Knowing the ways of Albany, Hevesi sent a letter to Pataki and the legislative leaders on Feb. 18 laying out conditions for entering the game.

"If there is a true impasse and we are asked to step in, it is essential that we serve as part of the solution, not as part of a dysfunctional process," Hevesi wrote, adding that he believes "our intervention will not be useful unless our findings are binding."

Hevesi said he wanted that commitment in writing.

The big guns - Pataki, Bruno and Silver - said they would do that.

"I'm perfectly happy to sign a letter saying that is binding," Pataki told reporters on Wednesday. "That was the intent from the beginning."

Pataki's agreement was all the more surprising given that Hevesi, just hours earlier, had issued a report critical of Pataki's $105 billion budget proposal, saying that while it was technically balanced, it could lead to a budget gap of $11 billion or more within three years.

Pataki disputed that, saying there could be almost no gap by then.

The two are also having a public disagreement over how much money the state should pay into the Hevesi-controlled state employee pension fund, a major budget issue.

Pataki and the legislative leaders are expected to meet publicly again on Tuesday to discuss their estimates on what money is available for the budget. If they don't agree at that March 1 meeting, that is when Hevesi is expected to be asked to step in.

It would mark the first time state leaders plagued by late budgets have turned over the responsibility of determining how much they have to spend to an "outsider."

Hevesi has already cautioned that making such judgments is far from an exact science given its reliance on economic forecasting.

"It's not as if there's an absolute truth here," he said.

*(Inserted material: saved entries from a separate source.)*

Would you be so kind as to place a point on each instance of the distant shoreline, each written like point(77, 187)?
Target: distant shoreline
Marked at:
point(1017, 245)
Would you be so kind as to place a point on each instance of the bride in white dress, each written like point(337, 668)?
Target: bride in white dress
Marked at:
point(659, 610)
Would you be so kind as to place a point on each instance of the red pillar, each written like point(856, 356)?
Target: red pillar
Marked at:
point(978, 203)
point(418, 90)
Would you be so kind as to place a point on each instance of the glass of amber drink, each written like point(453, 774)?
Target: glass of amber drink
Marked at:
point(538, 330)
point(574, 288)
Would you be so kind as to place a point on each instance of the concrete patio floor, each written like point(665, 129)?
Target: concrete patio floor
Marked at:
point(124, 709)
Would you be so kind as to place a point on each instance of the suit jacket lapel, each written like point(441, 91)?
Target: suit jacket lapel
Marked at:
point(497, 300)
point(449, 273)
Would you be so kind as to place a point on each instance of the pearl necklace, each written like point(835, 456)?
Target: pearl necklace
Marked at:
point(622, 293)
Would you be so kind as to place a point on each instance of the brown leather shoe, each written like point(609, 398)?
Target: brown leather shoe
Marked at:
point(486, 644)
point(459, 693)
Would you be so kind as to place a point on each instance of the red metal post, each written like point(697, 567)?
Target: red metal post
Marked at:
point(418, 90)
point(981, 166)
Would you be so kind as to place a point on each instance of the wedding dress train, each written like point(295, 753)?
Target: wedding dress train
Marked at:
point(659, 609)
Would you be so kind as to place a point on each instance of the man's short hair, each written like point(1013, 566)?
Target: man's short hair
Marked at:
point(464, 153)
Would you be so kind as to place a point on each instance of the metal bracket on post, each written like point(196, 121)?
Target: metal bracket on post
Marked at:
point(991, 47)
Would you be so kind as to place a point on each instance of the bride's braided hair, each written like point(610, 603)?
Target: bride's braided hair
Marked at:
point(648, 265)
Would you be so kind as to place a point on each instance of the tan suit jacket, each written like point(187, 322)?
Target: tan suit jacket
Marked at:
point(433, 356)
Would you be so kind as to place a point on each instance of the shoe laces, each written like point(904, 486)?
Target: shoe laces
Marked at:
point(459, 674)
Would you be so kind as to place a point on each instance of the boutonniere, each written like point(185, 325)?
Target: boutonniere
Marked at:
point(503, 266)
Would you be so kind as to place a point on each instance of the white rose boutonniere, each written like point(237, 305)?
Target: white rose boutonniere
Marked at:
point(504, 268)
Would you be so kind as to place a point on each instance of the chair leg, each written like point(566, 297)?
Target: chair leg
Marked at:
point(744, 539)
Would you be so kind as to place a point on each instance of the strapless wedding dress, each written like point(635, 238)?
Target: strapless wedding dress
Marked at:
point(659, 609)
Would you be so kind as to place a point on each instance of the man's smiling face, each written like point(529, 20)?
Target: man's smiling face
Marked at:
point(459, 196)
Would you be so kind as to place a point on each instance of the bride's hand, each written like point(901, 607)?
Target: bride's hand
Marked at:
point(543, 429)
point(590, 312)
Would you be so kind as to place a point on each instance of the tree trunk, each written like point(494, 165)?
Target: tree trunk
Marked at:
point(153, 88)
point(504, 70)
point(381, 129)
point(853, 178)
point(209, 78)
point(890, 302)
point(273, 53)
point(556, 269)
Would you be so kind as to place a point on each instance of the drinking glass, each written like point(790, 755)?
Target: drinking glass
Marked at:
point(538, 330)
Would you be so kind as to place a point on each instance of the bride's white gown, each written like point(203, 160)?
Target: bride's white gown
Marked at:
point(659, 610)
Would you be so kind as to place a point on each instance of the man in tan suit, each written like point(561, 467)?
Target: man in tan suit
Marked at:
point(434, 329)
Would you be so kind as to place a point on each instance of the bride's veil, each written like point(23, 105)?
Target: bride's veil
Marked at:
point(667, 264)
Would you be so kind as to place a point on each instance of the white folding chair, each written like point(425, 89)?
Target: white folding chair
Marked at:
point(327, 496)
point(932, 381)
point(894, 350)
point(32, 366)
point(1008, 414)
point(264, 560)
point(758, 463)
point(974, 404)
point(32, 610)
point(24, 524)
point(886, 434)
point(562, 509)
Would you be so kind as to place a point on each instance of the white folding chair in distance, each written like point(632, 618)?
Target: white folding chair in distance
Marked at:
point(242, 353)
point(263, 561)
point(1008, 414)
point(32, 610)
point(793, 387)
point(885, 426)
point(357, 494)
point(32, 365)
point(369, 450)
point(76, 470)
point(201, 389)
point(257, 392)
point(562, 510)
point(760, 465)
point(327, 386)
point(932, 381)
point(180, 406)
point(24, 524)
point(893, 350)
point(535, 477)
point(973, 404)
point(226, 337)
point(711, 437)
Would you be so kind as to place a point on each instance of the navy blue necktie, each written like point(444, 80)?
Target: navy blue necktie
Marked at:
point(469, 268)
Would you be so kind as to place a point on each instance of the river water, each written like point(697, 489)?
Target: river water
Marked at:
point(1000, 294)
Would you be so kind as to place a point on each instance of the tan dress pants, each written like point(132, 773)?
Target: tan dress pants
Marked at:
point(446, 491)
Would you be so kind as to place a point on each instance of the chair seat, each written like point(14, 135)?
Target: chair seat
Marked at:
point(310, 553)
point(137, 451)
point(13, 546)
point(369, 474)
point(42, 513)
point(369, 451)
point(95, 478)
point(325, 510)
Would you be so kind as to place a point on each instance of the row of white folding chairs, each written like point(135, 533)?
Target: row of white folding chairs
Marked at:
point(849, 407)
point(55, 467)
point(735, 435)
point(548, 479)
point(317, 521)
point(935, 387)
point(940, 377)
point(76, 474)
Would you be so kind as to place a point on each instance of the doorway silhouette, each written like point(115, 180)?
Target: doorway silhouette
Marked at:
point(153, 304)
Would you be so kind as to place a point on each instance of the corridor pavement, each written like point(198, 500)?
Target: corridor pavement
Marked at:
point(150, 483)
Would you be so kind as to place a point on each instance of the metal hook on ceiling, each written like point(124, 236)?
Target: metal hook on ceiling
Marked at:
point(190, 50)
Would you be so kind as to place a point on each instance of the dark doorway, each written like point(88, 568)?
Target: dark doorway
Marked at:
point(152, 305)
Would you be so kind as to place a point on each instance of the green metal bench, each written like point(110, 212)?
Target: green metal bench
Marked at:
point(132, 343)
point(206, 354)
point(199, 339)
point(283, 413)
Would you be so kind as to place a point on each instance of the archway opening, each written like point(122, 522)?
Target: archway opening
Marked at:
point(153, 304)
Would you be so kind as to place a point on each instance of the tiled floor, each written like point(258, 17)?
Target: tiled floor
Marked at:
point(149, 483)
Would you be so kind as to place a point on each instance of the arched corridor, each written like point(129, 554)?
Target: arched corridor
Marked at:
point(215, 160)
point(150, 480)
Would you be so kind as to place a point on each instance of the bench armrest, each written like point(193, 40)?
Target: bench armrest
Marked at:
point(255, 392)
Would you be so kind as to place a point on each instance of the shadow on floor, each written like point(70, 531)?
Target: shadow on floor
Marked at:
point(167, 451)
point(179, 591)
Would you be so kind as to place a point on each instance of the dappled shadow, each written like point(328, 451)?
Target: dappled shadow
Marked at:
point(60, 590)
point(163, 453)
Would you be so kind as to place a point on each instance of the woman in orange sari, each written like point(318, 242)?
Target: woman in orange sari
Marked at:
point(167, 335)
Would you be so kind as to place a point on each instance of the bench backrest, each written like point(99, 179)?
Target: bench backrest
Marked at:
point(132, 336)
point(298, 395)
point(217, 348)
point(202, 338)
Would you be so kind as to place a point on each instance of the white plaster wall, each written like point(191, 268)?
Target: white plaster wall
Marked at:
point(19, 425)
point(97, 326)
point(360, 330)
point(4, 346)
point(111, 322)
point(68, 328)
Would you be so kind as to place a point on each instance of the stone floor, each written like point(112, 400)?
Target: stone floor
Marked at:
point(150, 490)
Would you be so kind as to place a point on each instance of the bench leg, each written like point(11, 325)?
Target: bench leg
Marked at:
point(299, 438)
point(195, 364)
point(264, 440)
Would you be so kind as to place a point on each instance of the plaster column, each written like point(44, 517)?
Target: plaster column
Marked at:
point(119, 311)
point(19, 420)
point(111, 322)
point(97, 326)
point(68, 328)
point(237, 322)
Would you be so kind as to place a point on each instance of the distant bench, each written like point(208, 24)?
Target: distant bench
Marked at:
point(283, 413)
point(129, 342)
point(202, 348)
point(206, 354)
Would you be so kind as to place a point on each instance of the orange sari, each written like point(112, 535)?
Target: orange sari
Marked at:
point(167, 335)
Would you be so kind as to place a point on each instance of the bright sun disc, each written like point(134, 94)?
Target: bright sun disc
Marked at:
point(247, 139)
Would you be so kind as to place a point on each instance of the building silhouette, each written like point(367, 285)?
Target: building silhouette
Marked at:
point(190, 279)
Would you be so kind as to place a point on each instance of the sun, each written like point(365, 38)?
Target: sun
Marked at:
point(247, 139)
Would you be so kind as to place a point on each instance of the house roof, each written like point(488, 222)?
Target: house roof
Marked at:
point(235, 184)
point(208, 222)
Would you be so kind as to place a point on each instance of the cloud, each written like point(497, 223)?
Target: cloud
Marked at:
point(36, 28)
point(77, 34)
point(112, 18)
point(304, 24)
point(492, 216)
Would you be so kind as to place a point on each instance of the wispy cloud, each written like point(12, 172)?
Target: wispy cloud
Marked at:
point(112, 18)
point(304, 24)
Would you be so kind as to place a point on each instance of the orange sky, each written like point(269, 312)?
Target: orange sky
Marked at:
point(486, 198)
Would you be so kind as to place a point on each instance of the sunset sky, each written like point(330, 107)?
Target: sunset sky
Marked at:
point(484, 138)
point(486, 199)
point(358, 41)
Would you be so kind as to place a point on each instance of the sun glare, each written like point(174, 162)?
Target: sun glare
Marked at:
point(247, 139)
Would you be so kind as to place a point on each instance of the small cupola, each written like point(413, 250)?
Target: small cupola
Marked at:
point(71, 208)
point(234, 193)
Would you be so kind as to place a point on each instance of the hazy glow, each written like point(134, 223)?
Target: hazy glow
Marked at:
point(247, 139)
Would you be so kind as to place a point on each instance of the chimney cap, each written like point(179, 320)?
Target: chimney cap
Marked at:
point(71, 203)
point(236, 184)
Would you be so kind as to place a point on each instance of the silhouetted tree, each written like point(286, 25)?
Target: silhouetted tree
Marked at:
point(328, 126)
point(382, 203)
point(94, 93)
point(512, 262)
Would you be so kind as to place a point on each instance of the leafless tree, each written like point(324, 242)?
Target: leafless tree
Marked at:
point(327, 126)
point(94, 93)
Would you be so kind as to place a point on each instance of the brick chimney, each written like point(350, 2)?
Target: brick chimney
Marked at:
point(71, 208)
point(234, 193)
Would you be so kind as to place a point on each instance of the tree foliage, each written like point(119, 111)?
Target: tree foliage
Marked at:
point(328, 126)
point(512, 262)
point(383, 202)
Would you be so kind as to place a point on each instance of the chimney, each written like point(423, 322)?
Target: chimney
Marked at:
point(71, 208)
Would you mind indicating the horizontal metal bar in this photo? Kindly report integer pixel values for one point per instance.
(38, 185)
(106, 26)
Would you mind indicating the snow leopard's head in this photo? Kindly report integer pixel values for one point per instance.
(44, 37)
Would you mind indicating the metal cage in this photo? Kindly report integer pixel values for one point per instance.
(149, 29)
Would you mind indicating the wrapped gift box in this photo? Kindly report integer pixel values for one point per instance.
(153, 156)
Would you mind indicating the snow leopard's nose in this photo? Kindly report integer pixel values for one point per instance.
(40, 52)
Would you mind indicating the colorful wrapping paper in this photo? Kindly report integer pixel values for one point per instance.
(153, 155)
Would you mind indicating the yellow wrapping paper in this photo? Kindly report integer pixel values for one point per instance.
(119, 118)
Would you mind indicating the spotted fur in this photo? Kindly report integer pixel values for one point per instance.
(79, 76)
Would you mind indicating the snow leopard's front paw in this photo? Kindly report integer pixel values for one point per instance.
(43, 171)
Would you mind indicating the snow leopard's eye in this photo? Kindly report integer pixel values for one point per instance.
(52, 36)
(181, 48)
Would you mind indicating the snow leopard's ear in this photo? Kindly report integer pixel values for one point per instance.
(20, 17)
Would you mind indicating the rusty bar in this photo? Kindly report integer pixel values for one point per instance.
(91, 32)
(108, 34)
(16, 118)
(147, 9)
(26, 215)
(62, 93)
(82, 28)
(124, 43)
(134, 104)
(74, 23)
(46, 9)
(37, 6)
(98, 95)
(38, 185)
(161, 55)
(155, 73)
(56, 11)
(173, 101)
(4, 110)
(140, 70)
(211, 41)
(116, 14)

Nonetheless, if the governor and the legislative leaders accept his findings as binding, it removes one possible stumbling block in budget negotiations. That does not, however, portend an on-time budget.

In the past, Pataki and the legislative leaders have found plenty of other reasons not to agree on budgets, generally based on philosophical differences on how the money should be spent.

That is something Hevesi can do nothing about.